I thought “big-boned” was odd too. I still don’t understand what that term means anyway.
On the untutored front — don’t know how this article came about, but assumed that CB is trying to get mainstream art critics interested rather than the other way around, and it is probably the case that there aren’t many (or any?) well known mainstream art critics who are also perfumistas. So if he wants to attract interest beyond the world of those who are already knowledgeable about perfume, he has to try to tutor them himself, which sort of seems like what he was trying to do here, and it seems to me that he failed to convince Gopnik. I thought Gopnik was fair & honest about the fact that he doesn’t understand perfume and isn’t all that interested, and don’t agree that that should preclude him from writing about it — this sentence:
“And here he is, this pioneer in scent art, confronted once again by his obvious challenge: How to get even dedicated aesthetes, untrained in the ways of the nose, to get as much as he does from smells.”
pretty much summed it all up, for me. It is not perfumistas that CB needs to convince — that’s preaching to the choir.
(And will add that I don’t see Eau de Protection as “one of the most fascinating works ever created, in any art form” either — so maybe I too have a neurological problem)
Oh, I agree that CB probably courted the review. And I don’t have the same taste as CB or would chose the scents he chose to “exhibit” or even choose him to be the curator of a scent show – his arguments were not convincing either. But my mother-in-law, who is not interested in perfume and is not a “dedicated aesthete” – she does not have a post-secondary education, let alone an art history doctorate from Oxford – could have made more of an effort than “it all smells like perfume, warm or cold”. The tone of the argument about it not having as much content as “real art” makes it clear that this was a preconception, the line of reasoning he was planning to serve up. I would expect more from any art or design critic worth courting.
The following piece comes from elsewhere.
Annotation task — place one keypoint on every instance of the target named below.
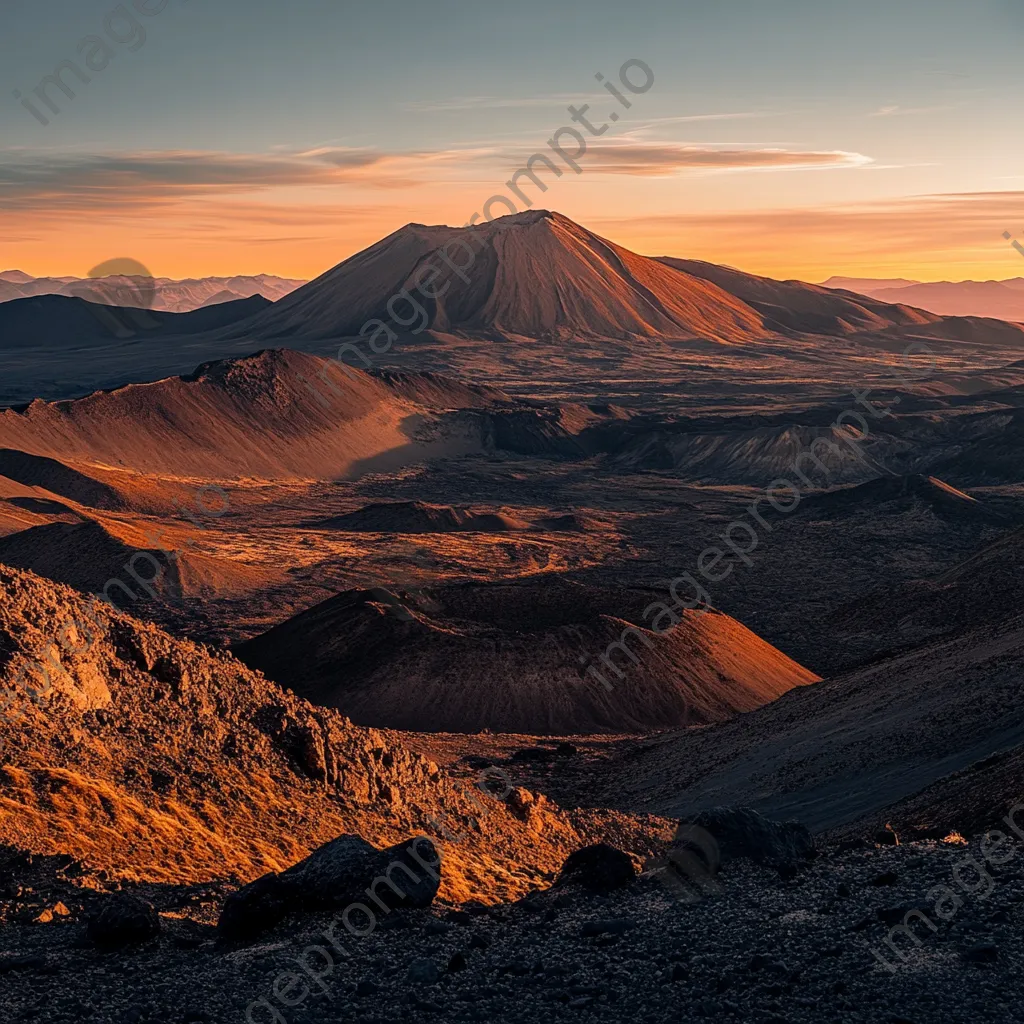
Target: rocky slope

Would also say that I pity the NYC art scene if an article was needed on the topic of Gopnik going out to an exhibit uninterested in perfume and returning in the same condition.
Sorry, posting too quickly! I should have said “going out to an exhibit uninterested and untutored and returning the same”. Because obviously he could remain uninterested in synthetic cubism after an exhibit and write a negative review about it — since he apparently knows something about it. And still very few people would go. Because that is the challenge for ALL exhibits: getting anybody to care.
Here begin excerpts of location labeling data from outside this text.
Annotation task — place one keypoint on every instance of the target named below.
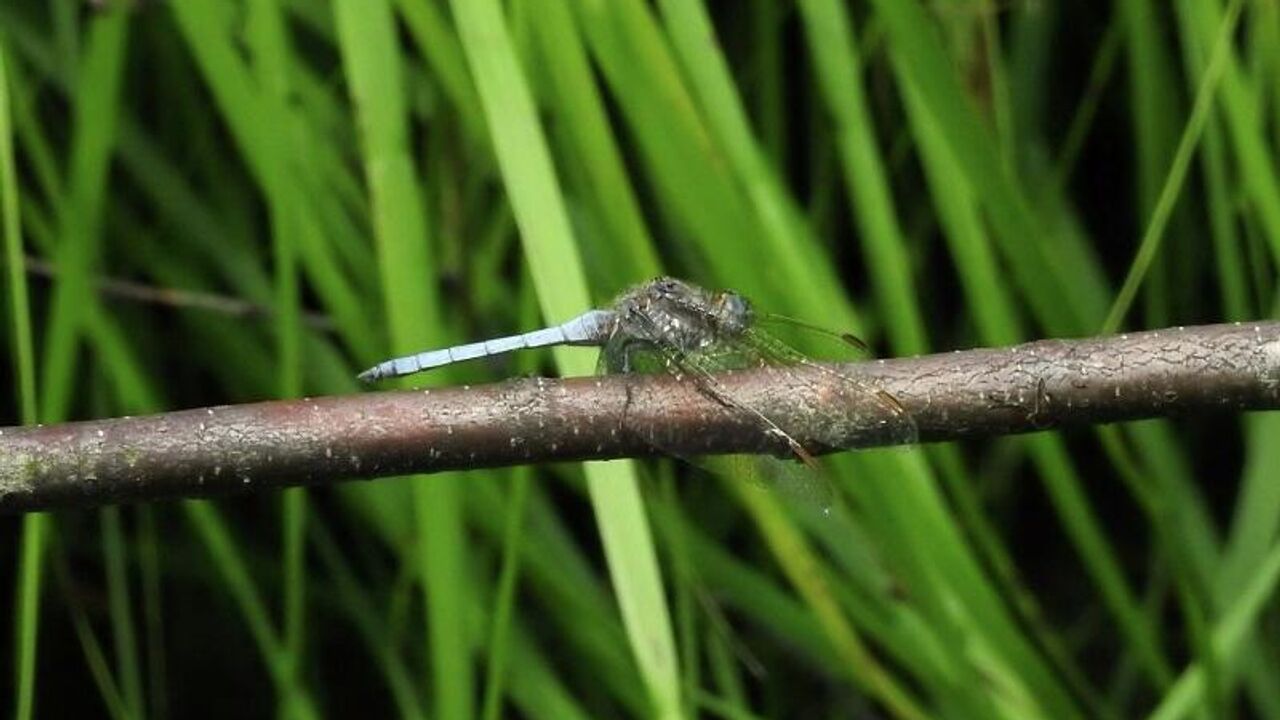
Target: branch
(951, 396)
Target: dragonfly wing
(867, 406)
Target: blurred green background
(229, 200)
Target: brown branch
(951, 396)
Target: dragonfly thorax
(675, 314)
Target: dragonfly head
(732, 310)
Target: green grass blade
(366, 35)
(562, 292)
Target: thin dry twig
(951, 396)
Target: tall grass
(927, 174)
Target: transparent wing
(800, 479)
(865, 406)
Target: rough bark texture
(950, 396)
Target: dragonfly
(695, 335)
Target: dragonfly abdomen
(588, 328)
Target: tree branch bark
(951, 396)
Great line even before you changed it!
I agree that there is a tone of almost deliberate philistinism in Gopnik’s piece, which is disappointing. Your mother-in-law would have a mind more open to new ideas than our critic.
However, I was unimpressed with Burr’s remarks about art and the artificial. I’m also wondering why, to quote Gopnik, ‘[Burr] explains that No. 5 was the first perfume built around aldehydes, synthetic molecules that barely have smell-cousins in nature’ when I thought Tilar Mazzeo, in her book about No 5, had exposed that for a myth. I have given away my copy of her book, but wasn’t Quelques Fleurs the first aldehyldic perfume? Hopefully someone will correct me if I’m wrong.
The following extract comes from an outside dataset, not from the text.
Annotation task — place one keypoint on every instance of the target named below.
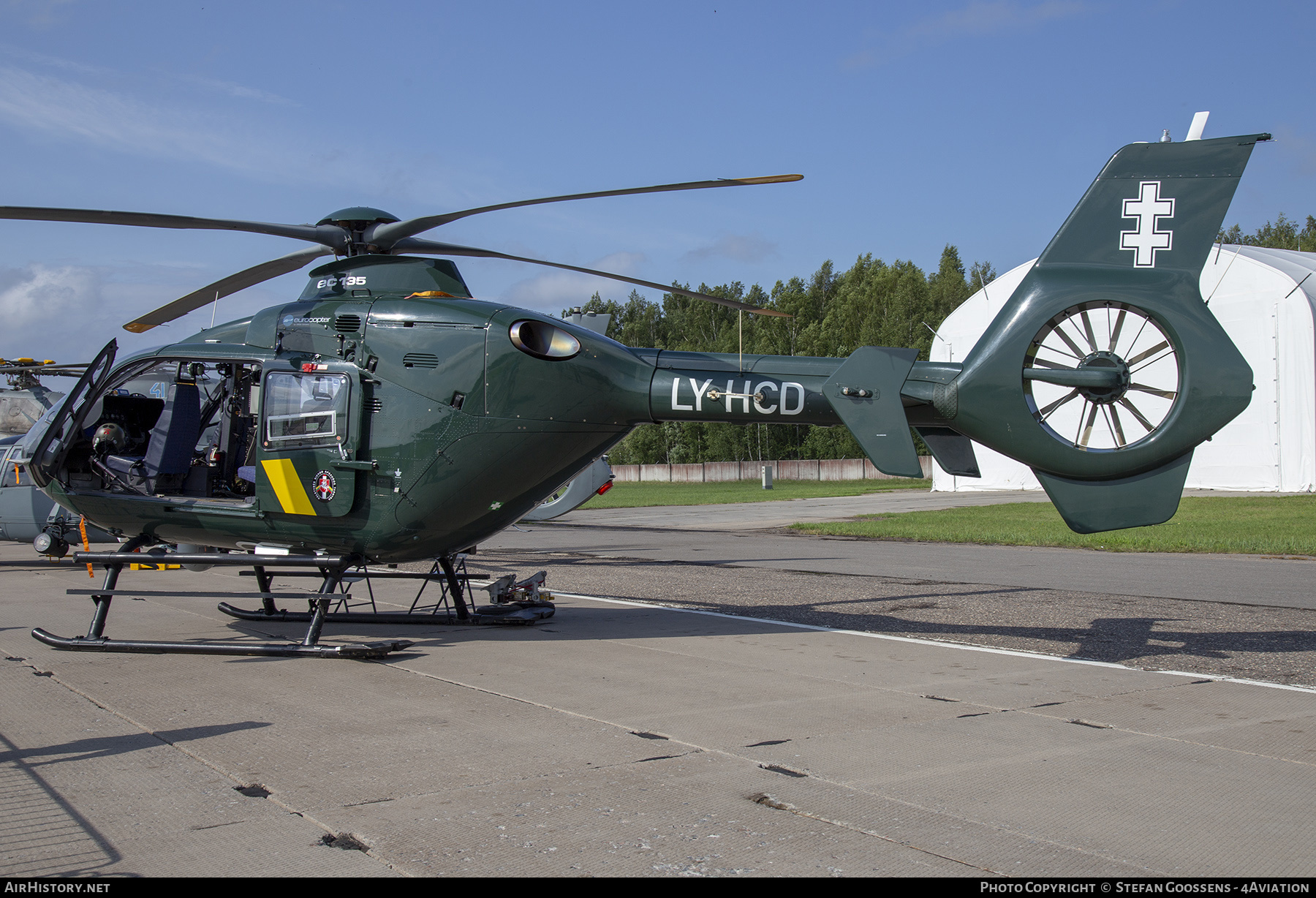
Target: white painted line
(964, 646)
Admit I have no idea, but also thought the point about Chanel No 5 was the “overdose” of aldehydes & not that it was the first to use aldehydes or be built around aldehydes?
Yes, No 5 was ‘overdosed’ apparently, whereas before aldehydes had been used in lesser quantities (as I understand it).
I guess the accuracy of Burr’s remark revolves firstly around whether he was accurately quoted by Gopnik, and if so, what Burr meant by ‘built around aldehydes’. ‘Built around’ does suggest substantial use and no 5 was the first perfume to make substantial use. But a casual reader may come away believing that No 5 was literally the first to use aldehydes.
Oh well. That’s enough dancing around on the head of a pin for today!